Today we looked at comparing search engines and figuring out the validity of websites and their information. The search engine comparison was an interesting project--I haven't used anything but Google since HotBot was a big thing. I found that Altavista/Yahoo, Bing, and Ask all have the first few results the same (in different order), but start varying widely after that. Also notable is the question of news and image searches, which are possible on Bing and Ask, but not Altavista (though news results did appear at the bottom of the first Altavista page). I also noted that Ask focused differently: the first result for "presidential election" was the 2008 election, not 2012, and it was the only search engine to list information on other countries' presidential elections on the front page. I also noted that Ask seems to still be a "safe" site, as looking up "Santorum" on Google, Altavista, and Bing all had the... rather adult slang term named after the politician as their first result, while Ask focused entirely on the politician himself. In short, while I use Google for most things, I may now try other sites if I'm unable to find what I'm looking for on Google.
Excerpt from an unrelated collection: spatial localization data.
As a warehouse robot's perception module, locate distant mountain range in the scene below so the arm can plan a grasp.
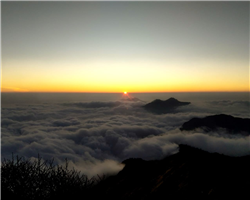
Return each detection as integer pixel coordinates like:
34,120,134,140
143,97,190,114
180,114,250,135
93,145,250,199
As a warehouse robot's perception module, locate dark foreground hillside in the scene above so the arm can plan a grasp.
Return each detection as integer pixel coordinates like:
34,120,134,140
0,145,250,200
92,145,250,199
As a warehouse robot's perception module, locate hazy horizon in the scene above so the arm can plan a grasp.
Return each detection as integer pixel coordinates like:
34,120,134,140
1,0,249,93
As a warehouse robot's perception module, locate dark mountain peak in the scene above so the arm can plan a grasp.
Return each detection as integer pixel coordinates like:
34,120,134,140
143,97,190,114
165,97,179,102
180,114,250,135
94,144,250,200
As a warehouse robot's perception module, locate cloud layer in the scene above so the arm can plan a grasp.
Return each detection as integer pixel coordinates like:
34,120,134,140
0,97,250,176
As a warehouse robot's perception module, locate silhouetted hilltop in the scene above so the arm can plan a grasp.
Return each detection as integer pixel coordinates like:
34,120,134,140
94,145,250,199
180,114,250,135
143,97,190,114
121,97,142,102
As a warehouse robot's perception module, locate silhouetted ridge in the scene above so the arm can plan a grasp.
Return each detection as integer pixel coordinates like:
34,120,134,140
143,97,190,114
180,114,250,135
92,145,250,199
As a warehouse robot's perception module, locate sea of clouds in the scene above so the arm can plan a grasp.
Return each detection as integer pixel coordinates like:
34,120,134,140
0,96,250,177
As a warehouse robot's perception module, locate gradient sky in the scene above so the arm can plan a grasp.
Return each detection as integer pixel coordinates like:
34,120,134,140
1,1,250,92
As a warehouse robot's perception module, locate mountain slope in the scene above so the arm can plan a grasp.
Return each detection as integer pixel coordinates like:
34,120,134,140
143,98,190,114
91,145,250,199
180,114,250,135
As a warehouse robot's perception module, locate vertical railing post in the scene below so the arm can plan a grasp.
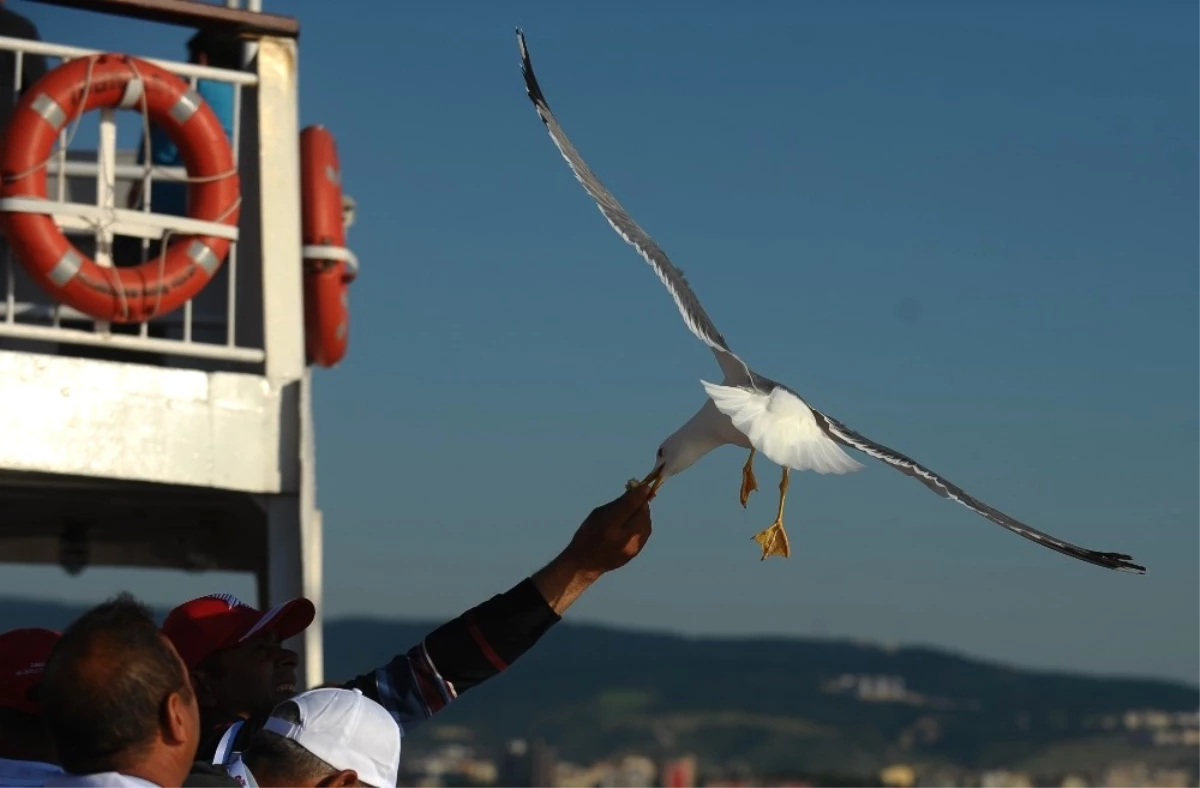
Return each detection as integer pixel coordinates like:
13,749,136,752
93,108,116,333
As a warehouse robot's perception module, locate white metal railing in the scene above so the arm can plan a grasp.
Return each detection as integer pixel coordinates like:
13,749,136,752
0,30,264,362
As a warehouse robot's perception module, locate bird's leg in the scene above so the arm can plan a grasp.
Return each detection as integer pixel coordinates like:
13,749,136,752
754,468,792,561
742,446,758,509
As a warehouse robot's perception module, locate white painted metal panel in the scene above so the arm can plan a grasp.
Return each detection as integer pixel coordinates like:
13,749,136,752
0,351,284,493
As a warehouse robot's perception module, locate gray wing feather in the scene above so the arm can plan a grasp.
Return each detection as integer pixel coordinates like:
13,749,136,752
810,405,1146,575
517,30,755,380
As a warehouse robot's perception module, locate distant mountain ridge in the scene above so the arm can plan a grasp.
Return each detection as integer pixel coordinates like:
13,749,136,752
0,600,1200,772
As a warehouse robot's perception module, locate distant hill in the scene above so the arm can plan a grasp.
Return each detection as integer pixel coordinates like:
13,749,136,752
0,600,1200,772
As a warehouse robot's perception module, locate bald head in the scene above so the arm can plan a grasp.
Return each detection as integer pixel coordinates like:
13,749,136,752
42,594,199,772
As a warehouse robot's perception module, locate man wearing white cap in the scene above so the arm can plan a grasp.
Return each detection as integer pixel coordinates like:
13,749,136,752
229,688,400,788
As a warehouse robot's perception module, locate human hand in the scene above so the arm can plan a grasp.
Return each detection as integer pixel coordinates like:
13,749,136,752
564,485,654,576
533,485,654,615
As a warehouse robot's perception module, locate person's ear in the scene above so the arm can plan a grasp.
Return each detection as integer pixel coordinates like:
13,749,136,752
191,670,217,709
162,692,193,745
314,769,359,788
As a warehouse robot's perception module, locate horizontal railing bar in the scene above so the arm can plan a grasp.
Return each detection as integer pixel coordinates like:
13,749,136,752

Looking at hoax sites, I think the most important piece to discern the truth is verification by outside sources. Find what sources a website cites. Check out what other sites say about this site, about its facts, about its author. Perform some critical thinking, or you may end up trapped by a purely fake site like Malepregnancy.com or, even more dangerously, a place written genuinely but with dangerously slanted information like martinlutherking.org. It was an interesting project, even though the site I was assigned was absurdly easy to discern as a "fake"--especially given that its purported subject, Ruritania, is a very famous fictional country, and that it labels the site as a "simulation" right at the top of the homepage.
Our work with the CPS(?) "clicker" system was interesting--it's nothing I've ever worked with, but it seems like it would be a useful system. I am most interested in using it to check understanding, asking children "did everyone understand?" and allowing a student to show they do not understand without calling attention to themselves.